In this meta-analysis, Goldenberg et al identified 39 clinical trials that met inclusion criteria for assessing probiotic efficacy in reducing a primary outcome of incidence of CDAD or antibiotic-associated diarrhea. They chose 31 trials assessing CDAD outcomes for data collation and analyses, which included probiotic dose, species/strains, adult vs. pediatric patients, inpatients vs. outpatients, risk of bias, and baseline risk of CDAD. The quality of evidence was assessed independently using the GRADE criteria.2
Twenty-two of the 31 studies had missing data for the outcome ranging from 2-45%. Thus, the authors performed a complete case analysis for the 8,672 participants who completed the study. The risk of CDAD in this group was 1.5% in the probiotic treatment group compared to 4% in the placebo or no treatment control group (relative risk [RR], 0.40; 95% confidence interval [CI], 0.30-0.53), an estimated 60% risk reduction in the treatment group. In a post-hoc analysis, the authors noted one large study comprising nearly 2,810 participants and several other smaller studies that failed to find a statistically significant effect of probiotics on reducing CDAD outcomes. They determined that the baseline risk of CDAD in these study populations was very low (< 5%). The overall risk reduction estimate of probiotic therapy in this analysis is heavily influenced by a number of studies with high baseline risk, including five trials showing a CDAD baseline risk > 15%. Thus, the protective effect of probiotics may not be applicable to low-risk populations. An increased baseline risk of CDAD is widely accepted as associated with advanced age, severity of comorbidities, prolonged hospitalization, and antibiotic use. Antibiotic exposure further stratifies the risk depending on the antibiotic used: High risk is associated with second- and third-generation cephalosporins, fluoroquinolones, and clindamycin; moderate risk with amoxicillin-clavulanic acid and macrolides; and low risk with all others.3
The authors found no association in subgroup analyses to determine if probiotic species, strain, or dose influenced CDAD outcome. Many of the included trials demonstrated high or indeterminate risk of bias, and many had other significant methodological flaws reducing the quality of evidence, which was reported as moderate for the primary outcome according to GRADE criteria. There were no attributable adverse effects associated with probiotics, and overall adverse events were lower in the probiotic group vs. control groups. The risk reduction effect of probiotics on adverse events was estimated at 17% (RR, 0.83; 95% CI, 0.71-0.97), although the quality of evidence (GRADE) for this effect was very low, primarily because of nonstandardized, clear event reporting across studies. Further, results of these trials cannot be generalized to immunocompromised patients.

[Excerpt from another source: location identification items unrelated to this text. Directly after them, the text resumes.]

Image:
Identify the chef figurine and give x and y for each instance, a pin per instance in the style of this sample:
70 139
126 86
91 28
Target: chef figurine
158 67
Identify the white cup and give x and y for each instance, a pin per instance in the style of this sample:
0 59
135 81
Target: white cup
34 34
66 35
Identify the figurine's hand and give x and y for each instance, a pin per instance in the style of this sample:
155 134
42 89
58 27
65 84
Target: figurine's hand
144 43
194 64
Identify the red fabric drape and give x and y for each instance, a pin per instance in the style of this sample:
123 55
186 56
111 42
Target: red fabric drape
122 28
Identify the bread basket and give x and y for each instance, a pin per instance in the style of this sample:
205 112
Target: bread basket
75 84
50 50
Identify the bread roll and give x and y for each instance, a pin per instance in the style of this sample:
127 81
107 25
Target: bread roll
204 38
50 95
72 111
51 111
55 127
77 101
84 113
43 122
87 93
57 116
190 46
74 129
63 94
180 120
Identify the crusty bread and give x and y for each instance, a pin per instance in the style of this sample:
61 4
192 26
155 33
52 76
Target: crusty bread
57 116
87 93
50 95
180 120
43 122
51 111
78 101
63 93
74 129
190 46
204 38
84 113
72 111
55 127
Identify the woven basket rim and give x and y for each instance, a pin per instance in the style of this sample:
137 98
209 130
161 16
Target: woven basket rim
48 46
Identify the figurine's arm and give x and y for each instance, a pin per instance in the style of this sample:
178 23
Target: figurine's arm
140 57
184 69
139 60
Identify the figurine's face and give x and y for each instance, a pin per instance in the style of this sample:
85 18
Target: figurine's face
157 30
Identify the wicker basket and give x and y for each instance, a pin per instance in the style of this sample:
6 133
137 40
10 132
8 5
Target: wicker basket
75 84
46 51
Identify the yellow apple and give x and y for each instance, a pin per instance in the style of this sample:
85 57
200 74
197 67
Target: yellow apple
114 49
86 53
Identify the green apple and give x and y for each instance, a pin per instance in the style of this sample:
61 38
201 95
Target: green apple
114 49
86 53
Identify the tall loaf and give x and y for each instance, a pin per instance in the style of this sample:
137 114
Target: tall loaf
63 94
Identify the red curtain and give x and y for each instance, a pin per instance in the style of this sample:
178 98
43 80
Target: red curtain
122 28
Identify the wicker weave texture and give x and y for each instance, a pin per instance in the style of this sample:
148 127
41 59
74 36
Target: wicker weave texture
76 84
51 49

Despite the need for additional high-quality research to confirm certainty of evidence and provide more detailed information concerning dosing and strains, informing immune-competent patients at high risk for CDAD of the large protective effect of probiotic therapy and encouraging probiotic prophylaxis is sound patient-centered care based on the results of this meta-analysis.
- Zhang S, Palazuelos-Munoz S, Balsells EM, et al. Cost of hospital management of Clostridium difficile infection in the United States — a meta-analysis and modelling study. BCM Infectious Diseases 2016;16:447.
- Kavanaugh BP. The GRADE system for rating clinical guidelines. PLoS Med 2009;6:e1000094.
- Kuntz JL, Smith DH, Petrik AF, et al. Predicting the risk of Clostridium difficile infection upon admission: A score to identify patients for antimicrobial stewardship efforts. Perm J 2016;20:20-25.